Title:Geometry, Dynamics and Topology of Thickness Landscape: A Morse-Theoretic Analysis of the Return-Map in the Class $\mathcal{O}_{C}$

Abstract:We study the geometric and dynamical structure induced by the return map associated with domains in the class \(\mathcal{O}_{C}\). This map, defined through a geometric round-trip between the convex core and the outer boundary, generates a discrete dynamical system on the boundary \(\partial C\).
Building on previous results establishing global convergence of the return dynamics, we show that equilibria of the return map coincide with the critical points of the thickness function. This identification allows us to apply Morse-theoretic tools to derive global constraints on the dynamics. In particular, we obtain lower bounds on the number of equilibria in terms of the Betti numbers of \(\partial C\), as well as a global balance relation governed by the Euler characteristic.

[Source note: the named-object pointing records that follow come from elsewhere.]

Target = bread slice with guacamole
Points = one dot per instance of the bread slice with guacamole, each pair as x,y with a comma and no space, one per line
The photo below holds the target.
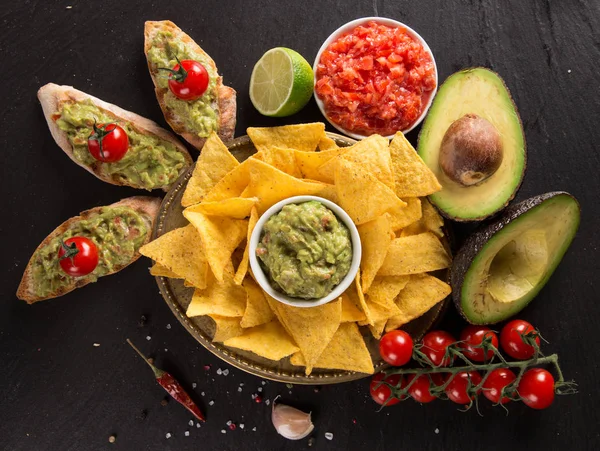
165,43
117,230
154,159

We further analyze the local behavior of the return map near equilibria. Using the differentiability of the return map inherited from the radial and reciprocal constructions, we derive a first-order expansion in which the linearization is governed by the Hessian of the thickness function and an operator arising from the geometry of the return map. This leads to an operator-valued generalization of the previously observed scalar structure, revealing that the dynamics behaves as an anisotropic gradient-like iteration rather than a purely isotropic descent. Near nondegenerate minima, we prove a quantitative descent estimate and local linear convergence under a spectral condition. Under aligned nonlocal geometry, the sign of the curvature gap between the convex core and the outer boundary determines whether the induced dynamics is contracting, neutral, or expanding in each principal direction.
Finally, we discuss extensions beyond the Morse setting, including the Morse-Bott case, and highlight connections between the geometry of the domain, the topology of \(\partial C\), and the structure of the induced dynamics.